Como cooperativista que é, Elizeth prefere a união de esforços e de diferentes pontos de vista. Masculino e feminino somados por um resultado de equilíbrio. “Não vejo uma disputa entre homens e mulheres. A mulher, além de ter uma sensibilidade maior, estuda e se prepara mais. Ela é mais sensível e comedida na tomada de decisões. O homem já é mais arrojado e penso que isso equilibra. Os dois ganham. Então, parceria para mim é par”, avalia.
E ser vencedor no coletivo é um dos princípios do cooperativismo. Cooperar e construir em grupo é o que leva o colégio CEM a ocupar o pódio quando avaliado. O segredo está em entender que se trata de um grupo de associados em prol da oferta de um serviço de excelência. Trata-se de uma mudança de mentalidade que deixa de lado o papel de funcionário para assumir que todos são donos.

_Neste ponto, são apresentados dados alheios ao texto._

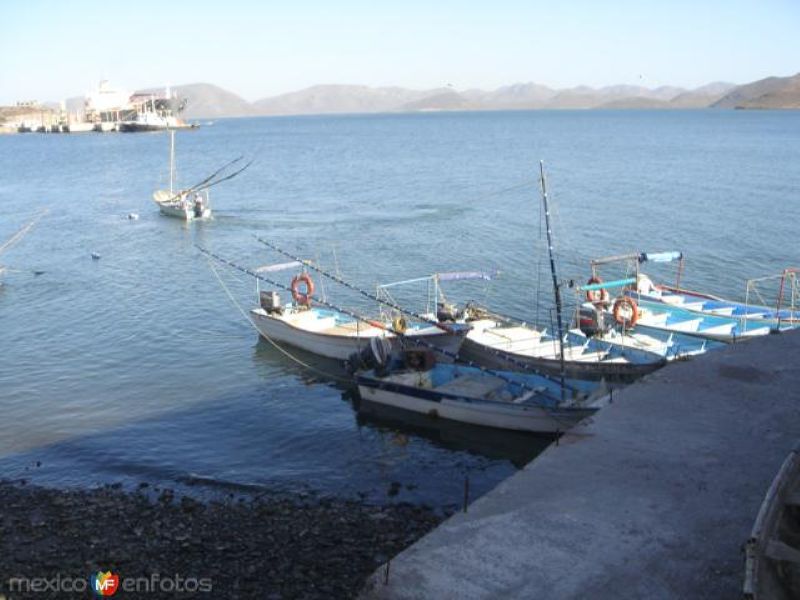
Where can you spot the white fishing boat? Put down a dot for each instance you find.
(643, 290)
(336, 334)
(186, 204)
(515, 401)
(148, 121)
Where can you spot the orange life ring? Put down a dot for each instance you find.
(631, 314)
(596, 296)
(303, 298)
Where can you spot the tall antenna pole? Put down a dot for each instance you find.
(556, 285)
(171, 160)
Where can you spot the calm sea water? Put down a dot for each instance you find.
(138, 367)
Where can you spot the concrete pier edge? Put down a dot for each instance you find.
(652, 499)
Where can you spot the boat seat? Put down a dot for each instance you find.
(515, 334)
(350, 329)
(472, 386)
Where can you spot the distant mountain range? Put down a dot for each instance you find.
(210, 101)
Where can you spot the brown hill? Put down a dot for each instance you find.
(772, 92)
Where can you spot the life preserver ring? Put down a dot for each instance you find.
(399, 324)
(303, 298)
(599, 296)
(626, 313)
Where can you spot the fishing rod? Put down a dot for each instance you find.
(226, 178)
(505, 357)
(354, 315)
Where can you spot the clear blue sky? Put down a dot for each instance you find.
(53, 50)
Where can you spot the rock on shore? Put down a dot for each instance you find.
(267, 547)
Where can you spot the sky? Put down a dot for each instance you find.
(52, 50)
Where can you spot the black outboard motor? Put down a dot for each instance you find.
(376, 355)
(447, 313)
(591, 319)
(198, 206)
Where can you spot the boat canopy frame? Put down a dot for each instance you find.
(634, 260)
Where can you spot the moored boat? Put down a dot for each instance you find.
(331, 333)
(516, 401)
(188, 204)
(644, 289)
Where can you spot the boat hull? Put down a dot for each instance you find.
(183, 212)
(341, 347)
(517, 417)
(590, 370)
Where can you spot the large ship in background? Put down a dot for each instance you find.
(103, 109)
(110, 109)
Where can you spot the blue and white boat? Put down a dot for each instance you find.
(648, 306)
(335, 334)
(516, 401)
(643, 290)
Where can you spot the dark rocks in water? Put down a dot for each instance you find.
(267, 547)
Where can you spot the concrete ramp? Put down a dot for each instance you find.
(653, 499)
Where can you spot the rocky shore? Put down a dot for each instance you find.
(265, 547)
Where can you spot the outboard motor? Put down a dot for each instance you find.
(591, 319)
(447, 312)
(375, 355)
(270, 302)
(198, 206)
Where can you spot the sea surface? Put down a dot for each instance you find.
(140, 366)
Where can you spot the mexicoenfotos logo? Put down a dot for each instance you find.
(104, 584)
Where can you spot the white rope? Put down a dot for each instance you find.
(270, 340)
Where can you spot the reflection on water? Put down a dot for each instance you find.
(138, 367)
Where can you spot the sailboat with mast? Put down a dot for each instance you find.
(184, 204)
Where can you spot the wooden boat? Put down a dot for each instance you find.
(328, 332)
(186, 204)
(515, 401)
(772, 553)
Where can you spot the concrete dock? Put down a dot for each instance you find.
(652, 499)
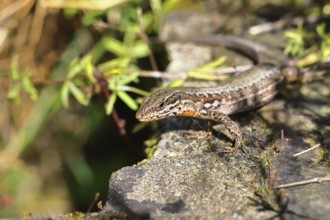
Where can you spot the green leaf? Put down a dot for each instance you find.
(110, 103)
(65, 95)
(14, 91)
(28, 86)
(113, 45)
(14, 74)
(128, 100)
(87, 65)
(77, 93)
(74, 69)
(127, 78)
(140, 49)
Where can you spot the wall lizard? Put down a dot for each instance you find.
(248, 90)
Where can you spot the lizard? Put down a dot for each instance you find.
(248, 90)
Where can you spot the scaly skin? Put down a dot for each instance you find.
(248, 90)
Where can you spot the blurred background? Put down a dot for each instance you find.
(65, 122)
(70, 84)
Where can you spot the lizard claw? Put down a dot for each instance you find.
(239, 144)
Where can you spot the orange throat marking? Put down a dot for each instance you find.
(188, 113)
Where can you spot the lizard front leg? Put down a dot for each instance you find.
(231, 126)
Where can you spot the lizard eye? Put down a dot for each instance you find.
(161, 105)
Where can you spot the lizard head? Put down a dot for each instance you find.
(161, 104)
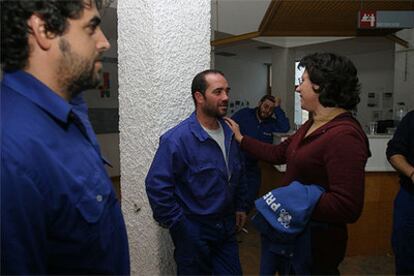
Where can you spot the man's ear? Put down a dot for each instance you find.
(39, 32)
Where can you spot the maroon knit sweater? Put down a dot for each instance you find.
(333, 156)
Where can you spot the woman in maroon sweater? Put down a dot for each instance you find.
(330, 150)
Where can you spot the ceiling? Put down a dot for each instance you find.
(292, 23)
(324, 18)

“Quando o nosso professor entende que ele é um associado e que quanto mais qualidade ele exerce em sala de aula, mais retorno financeiro terá. O resultado é que agrega mais valor ao produto dele como professor, tem mais reconhecimento profissional e retorno econômico. Isso também é gestão.”
CHIMARRÃO COM PÃO-DE-QUEIJO
Nascida no município de Indianópolis, em Minas Gerais, Elizeth viveu até os três anos de idade na roça. Foi criada em Uberlândia, mas sempre voltava para o campo nas férias. Lá, estão as mais saborosas e perfumadas lembranças da infância. O “cheiro do café invadindo a cozinha”, o sabor do biscoito frito ou da comida roubada do fogão da mãe para fazer “cozinhadinha” nas panelas de criança.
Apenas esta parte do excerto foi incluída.